Pesticides are poisons. Everybody knows this. An estimated 1,000 people will die in the US this year of cancer related to pesticides. Is seeking a solution to this tragedy a "scam"? is it nothing more than "disparagement"?
I was so terribly disappointed in the weak logic and obviously-manipulated "data" in this book. Arnold fails to show me a safe, sensible relationship between agriculture and consumers. She simply tries to instill the fear she cites, herself, in irresponsibly pointing the finger at the debunkers of pesticide technology instead of addressing the very real issues of environmental toxicity. In obsessing over excuses for the continued use of pesticides, she misses the obvious point: fear of pesticides is not fear of food. Pesticides are not food.
Andrea Arnold documents and explores the Alar controversy from its beginning on 60 Minutes to its conclusion, the devastation of countless farmers and the alarming of the American public. What she discovers is a shocking disregard for journalistic integrity, not by suspect media sources, but by the names and faces America has come to trust.
Perhaps worse than the betrayal by our national news sources is what that successful betrayal reveals: Americans are quite ignorant regarding the science and laws pertaining to the environment. And our ignorance leaves us vulnerable to any claim by those presuming to act in our interest, no matter how extreme or unsupportable their claims may be. Perhaps because of our ignorance, we have also become too trusting of news and media outlets, and of public interest groups. We presume they are unbiased when in fact they are people who are vulnerable to the same failings, biases, and even greed, that the rest of us are subject to.

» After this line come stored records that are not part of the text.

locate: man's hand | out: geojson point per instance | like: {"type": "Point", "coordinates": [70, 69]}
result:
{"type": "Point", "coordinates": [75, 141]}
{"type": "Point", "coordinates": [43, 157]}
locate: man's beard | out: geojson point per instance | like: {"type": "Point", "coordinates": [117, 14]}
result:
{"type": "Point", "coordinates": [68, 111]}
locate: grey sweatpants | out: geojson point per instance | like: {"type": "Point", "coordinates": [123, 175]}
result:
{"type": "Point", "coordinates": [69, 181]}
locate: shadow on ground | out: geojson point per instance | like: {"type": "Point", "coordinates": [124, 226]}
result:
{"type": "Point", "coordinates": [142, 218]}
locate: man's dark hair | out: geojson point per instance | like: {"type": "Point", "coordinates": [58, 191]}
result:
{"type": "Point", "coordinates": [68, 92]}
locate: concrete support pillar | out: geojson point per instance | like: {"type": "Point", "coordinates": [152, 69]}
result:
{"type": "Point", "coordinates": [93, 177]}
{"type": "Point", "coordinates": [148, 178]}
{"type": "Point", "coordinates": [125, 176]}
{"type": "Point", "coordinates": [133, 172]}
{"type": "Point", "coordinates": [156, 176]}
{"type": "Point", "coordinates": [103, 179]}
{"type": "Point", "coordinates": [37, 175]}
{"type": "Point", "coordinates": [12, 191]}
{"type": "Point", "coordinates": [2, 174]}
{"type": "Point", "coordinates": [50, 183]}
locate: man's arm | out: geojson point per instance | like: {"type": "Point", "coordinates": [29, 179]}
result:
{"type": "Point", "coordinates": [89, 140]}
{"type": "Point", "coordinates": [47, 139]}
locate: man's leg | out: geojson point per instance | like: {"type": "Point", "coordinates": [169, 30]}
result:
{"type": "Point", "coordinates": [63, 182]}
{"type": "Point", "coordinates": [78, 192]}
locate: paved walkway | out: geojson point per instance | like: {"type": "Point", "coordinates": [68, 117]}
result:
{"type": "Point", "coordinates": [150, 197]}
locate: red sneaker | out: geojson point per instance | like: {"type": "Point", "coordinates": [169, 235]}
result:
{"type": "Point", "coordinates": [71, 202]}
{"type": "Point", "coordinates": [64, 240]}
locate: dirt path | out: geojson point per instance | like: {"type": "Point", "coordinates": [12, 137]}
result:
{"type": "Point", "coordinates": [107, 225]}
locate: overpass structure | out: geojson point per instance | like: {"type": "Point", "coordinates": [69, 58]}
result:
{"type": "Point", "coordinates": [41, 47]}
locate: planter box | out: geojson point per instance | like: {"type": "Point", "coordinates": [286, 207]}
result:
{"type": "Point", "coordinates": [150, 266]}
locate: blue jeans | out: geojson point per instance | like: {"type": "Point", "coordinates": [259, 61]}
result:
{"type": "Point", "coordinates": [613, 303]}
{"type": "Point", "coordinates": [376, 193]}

Along the way Andrea Arnold presents basic information that every American should know regarding the science of toxicology and the pesticide laws of the EPA. Chapters 2 and 3 should be studied, not just read. The information is of tremendous value and leads to a calmer, more rational view of our food supply.
Some may take issue with Arnold's conclusions regarding environmentalists. She could have perhaps drawn a better distinction between the extremists she's discussing and reasonable people who value both nature and society, a class into which most Americans would fit. Still, if anyone needs to beware that there are extremists out there, it's the balanced environmentalists who are more likely to fall prey to the extremists.

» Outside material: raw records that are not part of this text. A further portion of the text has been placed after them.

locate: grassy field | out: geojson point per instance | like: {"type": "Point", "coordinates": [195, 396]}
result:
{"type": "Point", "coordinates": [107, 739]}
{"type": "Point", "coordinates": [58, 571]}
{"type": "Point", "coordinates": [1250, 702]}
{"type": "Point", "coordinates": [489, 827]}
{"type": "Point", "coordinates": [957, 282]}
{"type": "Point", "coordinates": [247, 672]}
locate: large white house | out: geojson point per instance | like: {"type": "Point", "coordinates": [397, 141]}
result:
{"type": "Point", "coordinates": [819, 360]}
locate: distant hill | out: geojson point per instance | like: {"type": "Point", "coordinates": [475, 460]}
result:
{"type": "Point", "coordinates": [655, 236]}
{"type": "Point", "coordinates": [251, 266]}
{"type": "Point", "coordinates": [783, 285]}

Others will no doubt criticize this book as being 'anti-environment' or a 'defense of polluters'. I've found such claims to be empty of thought. These people do not challenge the factual claims of the book, probably because they cannot. But if the factual claims are true, then Arnold's conclusions generally follow. Attempts to poison the well or throw up a smokescreen using lofty phrases and spiteful rhetoric do not detract from Ms. Arnold's work.
This is an excellent and highly recommended book.

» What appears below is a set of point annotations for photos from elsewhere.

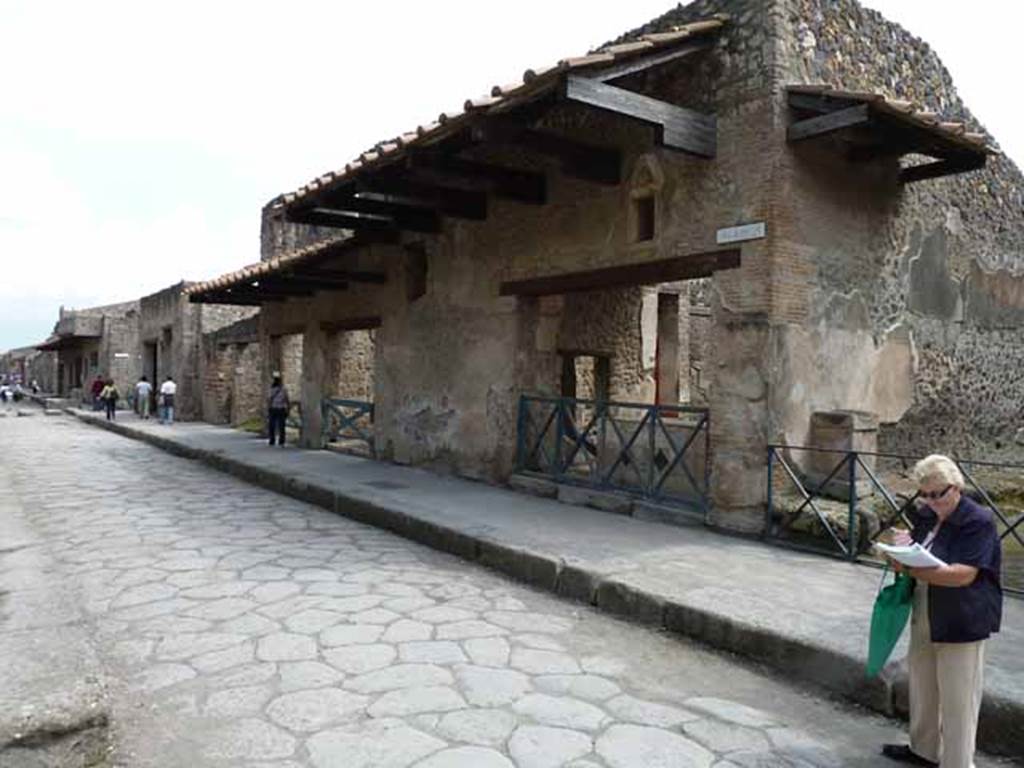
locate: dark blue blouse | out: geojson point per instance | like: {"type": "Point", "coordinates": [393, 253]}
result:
{"type": "Point", "coordinates": [964, 614]}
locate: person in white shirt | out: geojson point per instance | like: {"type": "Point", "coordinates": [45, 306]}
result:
{"type": "Point", "coordinates": [167, 391]}
{"type": "Point", "coordinates": [143, 390]}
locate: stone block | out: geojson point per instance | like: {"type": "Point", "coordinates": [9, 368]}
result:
{"type": "Point", "coordinates": [604, 501]}
{"type": "Point", "coordinates": [531, 567]}
{"type": "Point", "coordinates": [534, 485]}
{"type": "Point", "coordinates": [674, 515]}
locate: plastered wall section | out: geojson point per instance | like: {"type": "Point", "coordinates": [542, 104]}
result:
{"type": "Point", "coordinates": [915, 294]}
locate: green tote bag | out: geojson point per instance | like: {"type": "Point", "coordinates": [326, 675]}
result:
{"type": "Point", "coordinates": [892, 608]}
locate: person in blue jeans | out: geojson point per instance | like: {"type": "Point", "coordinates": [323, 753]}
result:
{"type": "Point", "coordinates": [278, 403]}
{"type": "Point", "coordinates": [167, 392]}
{"type": "Point", "coordinates": [956, 607]}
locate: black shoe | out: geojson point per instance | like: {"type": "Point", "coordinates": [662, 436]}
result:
{"type": "Point", "coordinates": [903, 754]}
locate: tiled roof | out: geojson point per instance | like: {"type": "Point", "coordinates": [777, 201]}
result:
{"type": "Point", "coordinates": [271, 266]}
{"type": "Point", "coordinates": [906, 112]}
{"type": "Point", "coordinates": [502, 97]}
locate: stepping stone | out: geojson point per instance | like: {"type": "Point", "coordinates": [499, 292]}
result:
{"type": "Point", "coordinates": [639, 747]}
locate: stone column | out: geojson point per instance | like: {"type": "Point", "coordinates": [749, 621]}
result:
{"type": "Point", "coordinates": [668, 348]}
{"type": "Point", "coordinates": [314, 372]}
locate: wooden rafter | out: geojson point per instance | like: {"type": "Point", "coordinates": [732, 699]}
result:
{"type": "Point", "coordinates": [594, 163]}
{"type": "Point", "coordinates": [650, 272]}
{"type": "Point", "coordinates": [678, 127]}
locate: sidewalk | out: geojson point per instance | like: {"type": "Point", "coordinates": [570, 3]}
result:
{"type": "Point", "coordinates": [802, 615]}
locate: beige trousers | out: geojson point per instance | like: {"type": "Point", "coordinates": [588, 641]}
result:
{"type": "Point", "coordinates": [945, 691]}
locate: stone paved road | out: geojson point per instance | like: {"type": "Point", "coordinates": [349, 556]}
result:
{"type": "Point", "coordinates": [240, 628]}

Ask a child today where beef comes from. You'll probably hear "the grocery store". It is this false sense of nature and naturalism that "most" environmentalists are striving to help people recognize. People will not open there eyes to see the fact that each of us has an impact on the earth and people who sit back and say go ahead; drive your old clunky cars; drill oil; pollute the air, we won't be around to see the destruction it causes. They choose to live for themselves. The gift from God that we were all born with was free will. What we choose to do with it is determined by the individual. People gather into many groups to consolidate their efforts to use their free will. In almost every type of group, we see the end result of arguments over who is right and who is wrong.